NOUAKCHOTT (AFP) - The Pentagon on Saturday denied reports that two former Guantanamo detainees have been returned to their native Mauritania after being cleared of suspected terror-related activities.
Hamoud Ould Nebagha, the head of a group that works for the liberation of Mauritanians held at Guantanamo Bay told AFP on Saturday that the two men - Mohamedou Ould Slahi and Ahmed Ould Abdel Aziz - had arrived in Nouakchott late Friday "after having been cleared by American tribunals".
He said they had both been held at the US prison camp in southern Cuba for several years. It was not immediately clear when the court decision was made.
A security source who requested anonymity said the pair had been accompanied by US police officials who handed them over to local police in Nouakchott. They were then driven "to an unknown location".
But the Pentagon denied the claim, with spokesman Lieutenant Colonel Samuel House saying "there was no release".
"We still have 166 detainees," he said.
Another Pentagon spokesman, Lieutenant Todd Breasseale, said reports that any detainees were transferred from the detention facility at Guantanamo Bay recently "are patently false".
"The last transfer was to Canada, months ago," he said Saturday.

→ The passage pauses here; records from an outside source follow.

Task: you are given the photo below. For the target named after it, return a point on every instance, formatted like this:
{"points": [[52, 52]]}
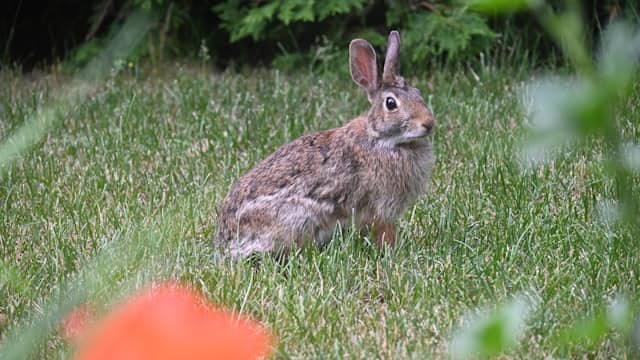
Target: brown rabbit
{"points": [[369, 170]]}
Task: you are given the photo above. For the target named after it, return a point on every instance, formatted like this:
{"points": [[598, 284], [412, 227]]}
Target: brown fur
{"points": [[370, 169]]}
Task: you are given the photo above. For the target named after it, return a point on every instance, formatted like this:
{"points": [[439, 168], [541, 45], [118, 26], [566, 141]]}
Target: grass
{"points": [[147, 161]]}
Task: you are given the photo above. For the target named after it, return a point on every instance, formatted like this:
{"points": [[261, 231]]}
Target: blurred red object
{"points": [[172, 322]]}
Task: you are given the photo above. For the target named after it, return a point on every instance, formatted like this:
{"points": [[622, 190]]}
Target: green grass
{"points": [[148, 160]]}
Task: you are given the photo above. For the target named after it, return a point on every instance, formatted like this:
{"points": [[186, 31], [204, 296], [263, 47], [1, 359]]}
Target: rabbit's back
{"points": [[294, 195]]}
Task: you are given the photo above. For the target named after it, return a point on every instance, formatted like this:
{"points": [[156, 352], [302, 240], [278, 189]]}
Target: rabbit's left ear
{"points": [[364, 68], [390, 73]]}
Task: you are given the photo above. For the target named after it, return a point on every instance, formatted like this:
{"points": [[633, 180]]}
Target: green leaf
{"points": [[502, 6], [492, 334]]}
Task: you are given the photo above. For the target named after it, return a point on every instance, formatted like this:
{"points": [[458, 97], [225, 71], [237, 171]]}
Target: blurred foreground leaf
{"points": [[492, 334]]}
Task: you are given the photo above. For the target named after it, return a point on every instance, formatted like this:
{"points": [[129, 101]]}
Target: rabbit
{"points": [[367, 171]]}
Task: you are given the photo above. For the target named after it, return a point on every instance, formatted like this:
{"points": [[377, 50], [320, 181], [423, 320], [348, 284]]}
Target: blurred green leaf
{"points": [[502, 6], [618, 56], [618, 316], [494, 333]]}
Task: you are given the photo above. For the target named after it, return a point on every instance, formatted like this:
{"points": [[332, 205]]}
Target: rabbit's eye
{"points": [[390, 103]]}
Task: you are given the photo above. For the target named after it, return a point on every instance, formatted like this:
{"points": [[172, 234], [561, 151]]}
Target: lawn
{"points": [[146, 158]]}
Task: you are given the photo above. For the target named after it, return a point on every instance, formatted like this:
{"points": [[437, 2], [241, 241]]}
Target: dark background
{"points": [[38, 33]]}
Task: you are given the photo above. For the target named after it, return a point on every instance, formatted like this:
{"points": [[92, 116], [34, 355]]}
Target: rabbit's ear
{"points": [[390, 73], [364, 68]]}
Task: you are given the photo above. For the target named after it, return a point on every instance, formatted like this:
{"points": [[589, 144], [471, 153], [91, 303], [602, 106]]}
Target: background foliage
{"points": [[286, 33]]}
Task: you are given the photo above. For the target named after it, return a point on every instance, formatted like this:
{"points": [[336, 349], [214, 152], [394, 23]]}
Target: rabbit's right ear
{"points": [[364, 68]]}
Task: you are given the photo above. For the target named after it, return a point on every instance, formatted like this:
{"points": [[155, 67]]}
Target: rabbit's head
{"points": [[398, 112]]}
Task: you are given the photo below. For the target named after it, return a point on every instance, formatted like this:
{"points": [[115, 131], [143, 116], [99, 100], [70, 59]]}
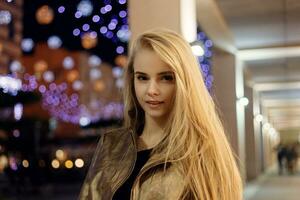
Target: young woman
{"points": [[173, 145]]}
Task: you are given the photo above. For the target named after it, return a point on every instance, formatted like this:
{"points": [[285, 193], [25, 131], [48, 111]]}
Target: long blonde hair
{"points": [[195, 135]]}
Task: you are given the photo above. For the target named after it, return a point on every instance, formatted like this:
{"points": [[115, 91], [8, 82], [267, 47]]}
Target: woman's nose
{"points": [[153, 89]]}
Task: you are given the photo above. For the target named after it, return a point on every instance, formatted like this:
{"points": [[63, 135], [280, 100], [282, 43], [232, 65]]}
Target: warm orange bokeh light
{"points": [[44, 15], [72, 75]]}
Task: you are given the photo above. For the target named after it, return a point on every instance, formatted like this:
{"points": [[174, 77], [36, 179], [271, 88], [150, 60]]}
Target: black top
{"points": [[123, 193]]}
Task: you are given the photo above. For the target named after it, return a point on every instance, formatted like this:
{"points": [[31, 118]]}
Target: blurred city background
{"points": [[61, 66]]}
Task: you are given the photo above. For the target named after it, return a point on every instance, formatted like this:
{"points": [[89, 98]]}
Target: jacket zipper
{"points": [[131, 169], [143, 170]]}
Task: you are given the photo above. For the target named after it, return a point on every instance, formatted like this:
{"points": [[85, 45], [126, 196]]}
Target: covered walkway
{"points": [[271, 186]]}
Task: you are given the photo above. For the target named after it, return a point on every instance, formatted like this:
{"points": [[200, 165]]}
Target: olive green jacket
{"points": [[113, 162]]}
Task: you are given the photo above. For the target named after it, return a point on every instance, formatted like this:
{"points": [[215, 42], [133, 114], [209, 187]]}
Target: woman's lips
{"points": [[154, 104]]}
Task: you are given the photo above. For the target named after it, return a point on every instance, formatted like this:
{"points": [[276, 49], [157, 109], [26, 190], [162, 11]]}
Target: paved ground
{"points": [[271, 186]]}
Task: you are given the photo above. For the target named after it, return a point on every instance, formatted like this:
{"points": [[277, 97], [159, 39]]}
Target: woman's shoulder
{"points": [[116, 131]]}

Slahi was detained on suspicion of being a member of the so-called "Hamburg cell" in Germany linked to the September 11, 2001, attacks.
Since May 23, a handful of the men's family members have been gathering outside the US embassy in Nouakchott to demand their release.
In 2009, the US transferred a third Mauritanian Guantanamo detainee to Nouakchott.
More than 11 years after it opened, the Guantanamo prison still holds 166 detainees. Of those still languishing at the US military prison, more than half - 86 - have been cleared for transfer, some of them up to five years ago.